Культя, словно пес на задних лапах, все еще сидит на корточках.
– Собирался в комсомол, а оказался у фашистов, немецким офицерам честь отдает. Искатель приключений. Так он и сказал отцу: «Чихал я на власти, все они на одно лицо, хочу свет повидать». Когда немцы напали, тоже искал приключений, чуть с нашей Красной Армией не отступил, да болезнь скрутила. Пути господни неисповедимы, как говорила моя покойная матушка…
– Да, проглядели человека. – Марюсу неприятно, что Культя присел на корточки напротив. Он встает с колоды и долго молчит, словно решив почтить память погибшего. – А почему Пуплесис так легко отделался?
– Легко?! Чтоб его сквозняк, такую легкость! Четыре зуба в полиции оставил, а спина… Не надо так говорить! Мужик стекла жрал, а теперь горбушку с трудом осилит. По нему полная телега народу проезжала, помнишь? Больше такого цирка не увидишь. С трудом мешок пшеницы в клеть заносит. Отстрадал свое, завидовать тут нечему. Кто знает, может, опять бы забрали, если б не поместье да Кестумерас со своей службой рейху… А насчет того, что выпустили, в нашей волости не один он выкарабкался. Адомас Вайнорас… Спутался с убийцами, но резал не каждого, кто на мясо годился. Кое-кому помог, это точно. Старался, сколько служба позволяла.

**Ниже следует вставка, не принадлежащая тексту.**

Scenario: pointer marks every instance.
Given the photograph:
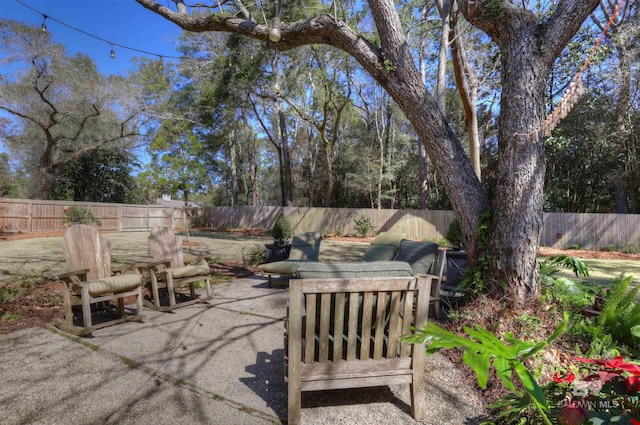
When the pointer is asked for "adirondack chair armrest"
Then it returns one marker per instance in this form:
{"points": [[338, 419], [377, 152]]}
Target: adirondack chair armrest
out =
{"points": [[139, 267], [166, 263], [199, 259], [79, 274]]}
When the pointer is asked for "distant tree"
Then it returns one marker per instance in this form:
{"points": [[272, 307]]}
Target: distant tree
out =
{"points": [[61, 106], [104, 175], [7, 186]]}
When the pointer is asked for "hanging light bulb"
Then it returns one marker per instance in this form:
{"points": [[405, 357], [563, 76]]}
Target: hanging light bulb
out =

– Адвокатствуешь? – Марюс зло хмыкнул, посмотрел с укором на Культю, привалившегося к печи. Изуродованная левая рука (остались только два пальца – большой и указательный) гладит лацкан пиджака. – Адомас пока крепко держится и без адвокатов. Не перевелись еще наивные людишки, верящие, что их оставили в живых из христианского милосердия. Уважение к литовской крови? Да, без уважения к арийской крови фашист не был бы фашистом. Но есть и другая сторона – какая польза Адомасу от мертвого раба? Кто после войны будет гнуть спину на кулака да фабриканта? Знай они, что проиграют, камня бы на камне не оставили, мой мальчик.